After thinking about it, he pushed the kettle further away to prevent the quilt from being knocked over when he turned over.

We are still missing a small kang table, otherwise it will be inconvenient to eat in the future.

Tian Cai was lying on the kang, thinking about how to make a simple small kang table, the approximate size and height, and what materials would be needed.

As I thought about it, I realized that there were a lot of things I was missing. The main room was still missing a set of tables and chairs for entertaining guests, and the pharmacy was also missing a medicine cabinet, a desk, a stool, and a shelf...

The next morning, after breakfast, Tian Cai went to the village aunt to exchange vegetable seeds. It was a bit late to plant cabbage now, but she was not afraid at all because of the dew. She also had some spinach, Chinese cabbage, Chinese radish, etc., which would mature in a month and could be harvested before the weather got cold.

Aunt Huijuan and Aunt Du had already taught her these common sense of life. They were worried that Tian Cai, a little girl who knew nothing, would have nothing to eat during the winter.

They were just worrying too much. Not to mention that the original owner had to stock up on winter supplies with her master every year, and she herself was not lazy or ignorant.

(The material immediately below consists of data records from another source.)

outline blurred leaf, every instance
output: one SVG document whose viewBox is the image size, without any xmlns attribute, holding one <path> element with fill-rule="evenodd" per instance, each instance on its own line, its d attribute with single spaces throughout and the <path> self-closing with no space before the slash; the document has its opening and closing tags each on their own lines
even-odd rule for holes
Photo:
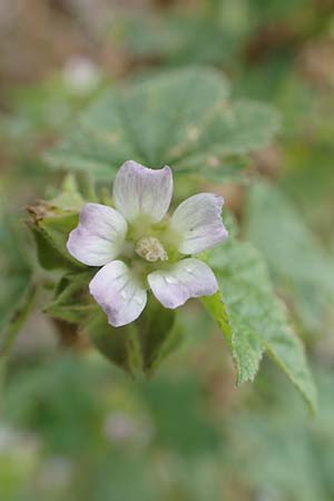
<svg viewBox="0 0 334 501">
<path fill-rule="evenodd" d="M 180 342 L 181 328 L 176 324 L 176 312 L 164 308 L 153 295 L 149 295 L 137 326 L 143 369 L 151 375 L 161 360 Z"/>
<path fill-rule="evenodd" d="M 180 341 L 181 330 L 175 316 L 174 311 L 149 297 L 140 317 L 129 325 L 112 327 L 106 314 L 96 308 L 88 324 L 84 320 L 82 328 L 94 345 L 116 365 L 132 375 L 140 371 L 151 375 Z"/>
<path fill-rule="evenodd" d="M 110 362 L 132 375 L 140 370 L 141 354 L 135 323 L 112 327 L 108 324 L 106 314 L 97 307 L 84 326 L 84 332 Z"/>
<path fill-rule="evenodd" d="M 47 159 L 56 168 L 108 178 L 126 159 L 155 168 L 170 164 L 176 173 L 224 171 L 226 156 L 265 146 L 278 127 L 271 107 L 227 98 L 224 77 L 208 68 L 169 71 L 109 90 Z"/>
<path fill-rule="evenodd" d="M 78 225 L 78 213 L 62 210 L 50 203 L 40 203 L 28 208 L 29 227 L 35 237 L 39 263 L 46 269 L 84 268 L 67 252 L 70 232 Z"/>
<path fill-rule="evenodd" d="M 7 353 L 37 296 L 26 234 L 14 216 L 0 214 L 0 354 Z"/>
<path fill-rule="evenodd" d="M 134 57 L 168 65 L 223 65 L 235 57 L 237 41 L 217 17 L 183 12 L 126 20 L 124 45 Z"/>
<path fill-rule="evenodd" d="M 246 232 L 266 257 L 284 294 L 310 331 L 318 330 L 334 298 L 334 265 L 289 199 L 257 184 L 246 209 Z"/>
<path fill-rule="evenodd" d="M 274 294 L 262 257 L 250 244 L 229 237 L 207 261 L 216 273 L 222 294 L 203 302 L 229 344 L 238 384 L 254 380 L 266 352 L 314 411 L 316 391 L 304 348 Z"/>
<path fill-rule="evenodd" d="M 75 324 L 84 324 L 96 311 L 88 292 L 88 284 L 92 278 L 92 271 L 69 273 L 61 277 L 55 291 L 55 297 L 46 307 L 46 313 L 53 318 Z"/>
</svg>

Every autumn, the original owner and her apprentice would go around the mountains like hamsters, collecting products from the mountains. Sometimes her master would go to the county to exchange the products for food. The master and apprentice had always lived in poverty. Even though Cai Ping had great medical skills, he didn't dare to go out to practice medicine. She refused to tell him why.

Tian Cai went out and successfully exchanged the vegetable seeds he wanted in the village. He soaked them in diluted dew for one night, and then planted them in the vegetable garden in pieces the next day, and watered them with a large bucket of dew that was diluted to the maximum.

That night, the green seedlings grew to a finger length, and it looked like they would catch up with the progress of other families in a few days.

At noon, Tian Cai cooked a pot of thick corn grits porridge, which she ate with the egg sauce given by Aunt Du and homemade refreshing pickled cucumbers. It tasted great.

I had just finished my meal and hadn't had time to put away the dishes when I heard footsteps coming towards me, mixed with the sound of a child crying.

Tian Cai quickly put down the bowl in his hand and went out to greet them. It was Uncle Yu from the village, who came over with a three or four-year-old baby who was crying non-stop. He was accompanied by a man and woman with anxious looks on their faces, who seemed to be his son and daughter-in-law.

"Uncle Yu, what's wrong?" Tian Cai asked when he saw a large, obvious red and swollen area on the child's arm. "Did it come from the hot water?"

"I didn't watch the child and he knocked over the thermos, spilling hot water all over him," Yu Guoqing said anxiously.

Tian Cai quickly turned around and poured half the water from the wooden barrel into the basin and brought it over. "How long has it been scalding?"

"It's been a while, more than ten minutes!" interrupted the child's father, Yu Xuelin.

Tian Cai asked Yu Guoqing to hold the child and bend down to soak most of his burned arm in the slightly cool well water. "Go to the well to fetch more water. When this basin is no longer cold, you have to change it."

Several adults were at a loss because of the crying of the children. When they heard what Tian Cai said, they hurriedly did as he said. The well was not far from here, and Yu Xuelin soon came back with a bucket of water.

After a few minutes, Tian Cai took the child's arm out of the water, poured the water into the yard, filled it with fresh well water and continued to soak the arm. He repeated this several times until he had soaked the child for nearly half an hour.